Ciao Gemma, come va la situazione e  quali accorgimenti state prendendo?

Il nostro birrificio si trova proprio in provincia di Brescia, uno dei comuni più colpiti d’Italia. La situazione qui è molto grave, come si vede in tv. All’inizio, come tutti, non avevamo capito la gravità della situazione. Dalla prima settimana di marzo abbiamo iniziato a ricevere messaggi da fonti ufficiali che ci supplicavano di stare in casa, di non muoverci se non per motivi di necessità, perché gli ospedali di Brescia erano pieni e la situazione stava per diventare insostenibile. Se ci fossimo ammalati o se avessimo avuto bisogno del Pronto Soccorso per qualsiasi motivo, ci sarebbero state serie probabilità di non essere assistiti in maniera adeguata. Così nel giro di pochissimo ci siamo chiusi in casa e, oltre a smettere di lavorare, abbiamo smesso anche di fare passeggiate, di andare al parco (unico e ultimo sfogo per chi, come me, ha dei bambini), di vedere genitori e nonni, di incontrare qualsiasi persona.
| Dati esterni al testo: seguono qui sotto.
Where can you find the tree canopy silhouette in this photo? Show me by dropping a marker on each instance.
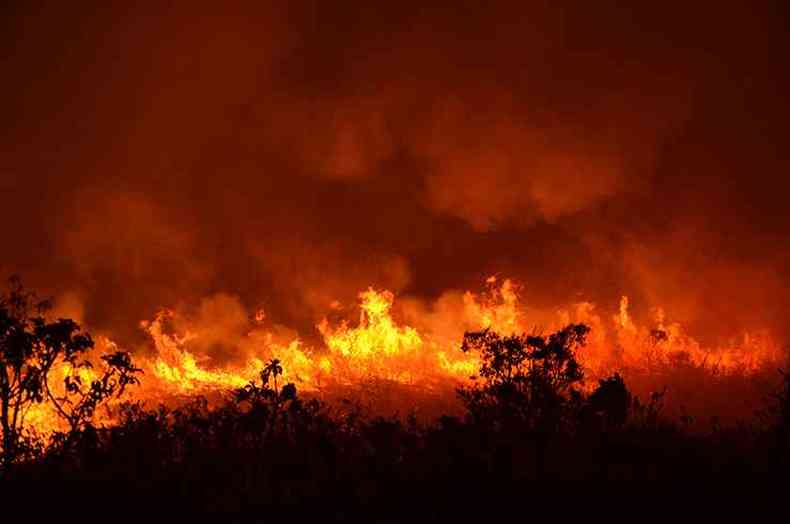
(31, 347)
(527, 379)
Sono una Tecnologa alimentare e, oltre a gestire il birrificio, sono consulente e ispettore presso aziende alimentari di piccole e medie dimensioni. Ho smesso da subito di andare dai miei clienti a lavorare, per evitare rischi di contagio, ma alcuni di loro non si sono mai fermati. Stanno lavorando tutti con ritmi massacranti, sabato e domenica comprese, per garantire cibo agli ospedali e a tutti noi che ci siamo fermati. È davvero dura ricevere ogni giorno telefonate di amici e conoscenti: su chi ha la fortuna di trovare un letto libero in ospedale e viene dimesso dopo essere guarito, chi guarisce dopo la quarantena in casa propria (anzi nella propria stanza, isolato anche dai propri familiari), chi purtroppo viene trasferito in altre zone e dopo qualche giorno non ce la fa. Parliamo di persone giovani: 37, 49, 54 anni, senza dimenticare gli anziani. Riceviamo ogni giorno notizie dei decessi. I nostri nonni nelle case di riposo stanno scomparendo come se fossero mosche. I loro vestiti riposti in sacchi neri della spazzatura, uno a fianco all’altro, con scritto un biglietto indicante il nome di cui appartenevano in attesa che i parenti vengano a ritirarli. E gli altri… tanti morti nelle proprie case perché all’ospedale non c’erano posti o erano troppo anziani per averne diritto. Genitori e nonni di amici ….caricati su camion e portati via….chissà dove…”riceverete le ceneri quando verranno cremati” gli viene detto. Semplicemente agghiacciante.

 

Da quando è partito il problema e la chiusura delle attività come vi state comportando a livello aziendale? Le produzioni si sono fermate? Siete riusciti a continuare?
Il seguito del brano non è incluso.